San Francisco

Utagawa Kuniyoshi

James G. Kelley Gallery

This 19th-century “Ukiyu-e” artist specialized in wood blocks of historical pictures: warriors in full armor mounted on frenzied steeds, in the tumult of battle, archers bending their bows, others hacking with two handed swords, all dramatically and romantically terrible. In one three-fold battle panorama, the Samurai have carried the fray to midstream and are thrashing each other while mounted on swimming and screaming horses. One less horrible, but equally frantic print, pictures richly attired and coiffured courtesans flailing some distraught ladies in pink kimono with the long sticks usually used to practice swordsmanship. And another is a delightful pun showing a horde of merry artists armed with a variety of brushes and mops, holding down an armed Samurai whom they are literally painting and splashing with ink.

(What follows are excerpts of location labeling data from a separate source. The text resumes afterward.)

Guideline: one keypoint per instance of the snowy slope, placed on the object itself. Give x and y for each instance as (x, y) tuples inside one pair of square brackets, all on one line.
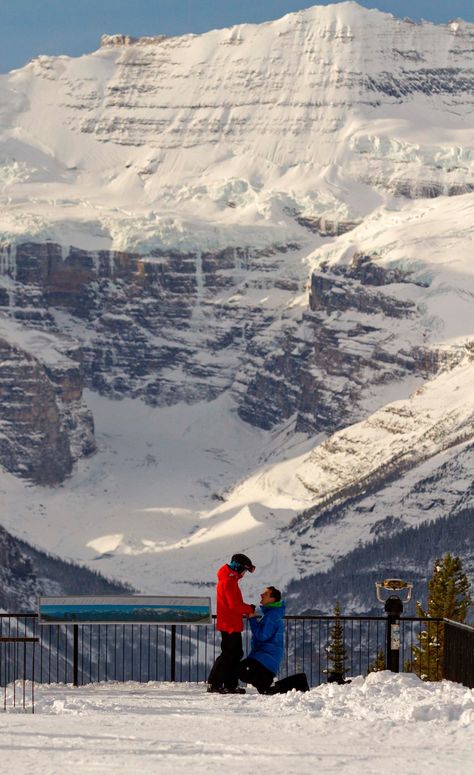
[(206, 140), (386, 721), (341, 132)]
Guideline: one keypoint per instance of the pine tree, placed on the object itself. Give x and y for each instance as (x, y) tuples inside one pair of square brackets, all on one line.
[(448, 598), (335, 650), (379, 663)]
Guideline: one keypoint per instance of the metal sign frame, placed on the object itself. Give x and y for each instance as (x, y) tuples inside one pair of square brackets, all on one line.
[(124, 609)]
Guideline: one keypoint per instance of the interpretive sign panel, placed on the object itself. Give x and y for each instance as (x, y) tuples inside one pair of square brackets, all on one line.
[(119, 609)]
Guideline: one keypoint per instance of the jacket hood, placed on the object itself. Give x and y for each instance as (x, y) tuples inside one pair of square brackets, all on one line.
[(226, 572), (276, 611)]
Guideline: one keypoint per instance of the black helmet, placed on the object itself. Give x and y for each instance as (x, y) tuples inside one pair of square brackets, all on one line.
[(242, 562)]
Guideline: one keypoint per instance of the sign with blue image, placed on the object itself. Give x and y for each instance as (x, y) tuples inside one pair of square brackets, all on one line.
[(120, 609)]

Kuniyoshi was a student of Toyokuni I who was master to a large group of wood block artists, all of whom acknowledged their allegiance to him with the “Kuni” in their signatures. In this exhibition are a number of Kabuki prints depicting specific actors enacting their special roles, a preoccupation of all the Kuni family of artists, as well as the battle scenes with complex landscape backgrounds for which Kuniyoshi was particularly famous.